İlgili değerlendirmeyi yaparken, Sayın Çelik'in görüşünün haksız fiillerden ziyade işçi alacağı davaları için dolaylı yoldan BK. 42 hükmünce resen incelemeye tabi olması gerektiği sonucuna vardım. Vardığım sonuçta yola çıktığım nokta, kabul beyanının hizmet tespiti davalarında geçerli olmaması.Şöyle düşünelim, işçinin hizmeti belirli değilse hizmetin tespiti alacak davası açısından zorunlu olarak ön şart teşkil edecektir. Şimdi, hizmet tespiti davası açılmadan "kabul" ile sonuçlanan bir işçi alacağı davasını düşünelim."Hizmet Akti" nedeniyle İşçi alacakları kabul nedeniyle kati hükmün neticelerini doğuruyor, ama sonradan hizmet tespiti ihtilafa konu oluyor ve örneğin açılmış olan bir hizmet tespiti davası reddoluyor. Burada ortaya bir hukuk garabeti ortaya çıkacaktır!!

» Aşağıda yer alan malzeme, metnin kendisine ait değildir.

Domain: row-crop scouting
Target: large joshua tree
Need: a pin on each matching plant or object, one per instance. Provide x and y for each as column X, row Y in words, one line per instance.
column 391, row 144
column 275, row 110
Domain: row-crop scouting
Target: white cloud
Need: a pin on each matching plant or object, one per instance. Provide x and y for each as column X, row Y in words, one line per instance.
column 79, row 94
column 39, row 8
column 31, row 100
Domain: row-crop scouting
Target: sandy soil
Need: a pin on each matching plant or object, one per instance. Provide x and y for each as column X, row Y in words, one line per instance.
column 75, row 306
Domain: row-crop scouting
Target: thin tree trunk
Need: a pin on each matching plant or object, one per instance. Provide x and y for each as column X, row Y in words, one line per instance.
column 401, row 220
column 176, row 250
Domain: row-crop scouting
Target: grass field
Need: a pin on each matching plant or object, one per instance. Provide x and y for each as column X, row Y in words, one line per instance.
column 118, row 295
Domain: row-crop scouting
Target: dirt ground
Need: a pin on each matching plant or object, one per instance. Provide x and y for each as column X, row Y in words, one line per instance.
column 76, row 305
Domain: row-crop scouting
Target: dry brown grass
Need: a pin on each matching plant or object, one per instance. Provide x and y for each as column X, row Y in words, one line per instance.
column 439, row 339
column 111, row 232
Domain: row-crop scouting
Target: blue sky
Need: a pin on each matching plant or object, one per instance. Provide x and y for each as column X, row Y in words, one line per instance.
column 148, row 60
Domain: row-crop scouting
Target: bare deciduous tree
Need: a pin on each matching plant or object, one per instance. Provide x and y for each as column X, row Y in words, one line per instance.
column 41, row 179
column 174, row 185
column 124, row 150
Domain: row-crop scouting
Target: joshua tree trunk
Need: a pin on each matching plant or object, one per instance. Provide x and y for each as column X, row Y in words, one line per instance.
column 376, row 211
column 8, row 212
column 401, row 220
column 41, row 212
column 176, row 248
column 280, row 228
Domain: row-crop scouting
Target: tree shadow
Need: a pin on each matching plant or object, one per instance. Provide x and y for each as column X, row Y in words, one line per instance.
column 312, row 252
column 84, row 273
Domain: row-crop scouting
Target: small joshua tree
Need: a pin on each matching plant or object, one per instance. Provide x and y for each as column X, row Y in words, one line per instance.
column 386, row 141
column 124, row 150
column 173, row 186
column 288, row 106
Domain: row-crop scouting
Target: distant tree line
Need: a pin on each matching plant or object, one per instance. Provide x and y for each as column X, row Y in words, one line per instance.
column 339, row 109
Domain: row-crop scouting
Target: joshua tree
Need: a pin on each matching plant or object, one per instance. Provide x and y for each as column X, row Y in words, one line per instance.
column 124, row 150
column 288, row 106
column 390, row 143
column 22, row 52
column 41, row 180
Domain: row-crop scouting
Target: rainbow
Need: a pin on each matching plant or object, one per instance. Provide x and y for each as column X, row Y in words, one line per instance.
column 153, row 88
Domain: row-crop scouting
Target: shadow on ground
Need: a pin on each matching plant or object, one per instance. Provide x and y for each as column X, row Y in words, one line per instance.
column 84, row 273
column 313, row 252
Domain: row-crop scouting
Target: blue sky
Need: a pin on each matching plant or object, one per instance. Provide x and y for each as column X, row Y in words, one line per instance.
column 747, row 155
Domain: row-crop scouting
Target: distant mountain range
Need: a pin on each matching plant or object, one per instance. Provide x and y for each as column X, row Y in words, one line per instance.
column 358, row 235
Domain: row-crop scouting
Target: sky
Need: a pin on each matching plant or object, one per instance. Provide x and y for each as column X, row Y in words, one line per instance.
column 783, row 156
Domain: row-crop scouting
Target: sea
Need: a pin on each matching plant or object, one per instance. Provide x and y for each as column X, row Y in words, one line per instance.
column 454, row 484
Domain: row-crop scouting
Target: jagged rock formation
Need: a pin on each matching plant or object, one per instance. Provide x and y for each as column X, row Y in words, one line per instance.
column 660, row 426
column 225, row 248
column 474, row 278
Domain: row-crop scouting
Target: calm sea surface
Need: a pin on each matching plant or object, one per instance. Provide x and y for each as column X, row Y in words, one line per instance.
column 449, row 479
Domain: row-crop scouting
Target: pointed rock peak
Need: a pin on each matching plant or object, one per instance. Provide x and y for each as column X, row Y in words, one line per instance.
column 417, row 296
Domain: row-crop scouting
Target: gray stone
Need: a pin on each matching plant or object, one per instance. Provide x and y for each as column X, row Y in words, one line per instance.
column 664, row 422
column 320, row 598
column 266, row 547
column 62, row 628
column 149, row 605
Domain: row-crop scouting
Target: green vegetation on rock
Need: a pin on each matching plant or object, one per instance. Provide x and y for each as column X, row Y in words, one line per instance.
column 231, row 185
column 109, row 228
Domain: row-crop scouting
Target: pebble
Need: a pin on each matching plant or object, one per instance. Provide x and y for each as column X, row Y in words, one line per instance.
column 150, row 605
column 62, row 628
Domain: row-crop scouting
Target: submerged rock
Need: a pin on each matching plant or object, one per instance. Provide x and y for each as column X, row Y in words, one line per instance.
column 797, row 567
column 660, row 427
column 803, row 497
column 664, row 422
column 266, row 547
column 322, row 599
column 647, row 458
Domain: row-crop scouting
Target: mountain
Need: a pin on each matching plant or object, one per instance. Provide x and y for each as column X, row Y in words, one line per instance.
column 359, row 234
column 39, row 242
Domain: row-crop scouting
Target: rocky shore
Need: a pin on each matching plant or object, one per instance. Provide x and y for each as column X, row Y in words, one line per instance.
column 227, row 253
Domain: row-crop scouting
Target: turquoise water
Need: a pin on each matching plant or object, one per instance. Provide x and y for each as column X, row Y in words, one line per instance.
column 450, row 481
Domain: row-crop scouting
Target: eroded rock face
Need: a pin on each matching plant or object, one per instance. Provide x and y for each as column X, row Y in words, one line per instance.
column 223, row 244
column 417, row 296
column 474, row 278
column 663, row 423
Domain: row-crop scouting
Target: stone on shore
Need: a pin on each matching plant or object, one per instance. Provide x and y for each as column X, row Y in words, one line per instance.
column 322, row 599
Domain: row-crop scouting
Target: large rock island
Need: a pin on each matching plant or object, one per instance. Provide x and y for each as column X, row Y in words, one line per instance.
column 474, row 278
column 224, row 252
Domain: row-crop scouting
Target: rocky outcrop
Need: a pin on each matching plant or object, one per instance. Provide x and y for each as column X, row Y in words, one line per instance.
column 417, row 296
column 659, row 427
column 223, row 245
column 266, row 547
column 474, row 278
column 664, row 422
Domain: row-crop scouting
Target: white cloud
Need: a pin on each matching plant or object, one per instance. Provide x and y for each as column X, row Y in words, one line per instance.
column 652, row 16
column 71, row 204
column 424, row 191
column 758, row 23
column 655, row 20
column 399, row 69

Sonuç olarak, bu nedenle işçi alacağı davaları açısından resen incelemenin BK 42 hükmüne dayandırılmasını, "kabul"'ün bu dava açısından HMUK 94/2 engeline takılmasına gerektiğini düşünüyorum. Diğer davalar açısından ise kısmen ıslah veya ek dava açma sürelerinin zamanaşımı açısından baz alınması gerektiği düşüncesindeyim; en azından Yargıtay'ın istikrarlı bir kararı oluşana dek uygulamanın hukuken bu şekilde olması gerekir.
Uzun yanıtımı okuma sabrını gösterenlere teşekkür eder, soruyu soran meslektaşımıza kolaylıklar dilerim.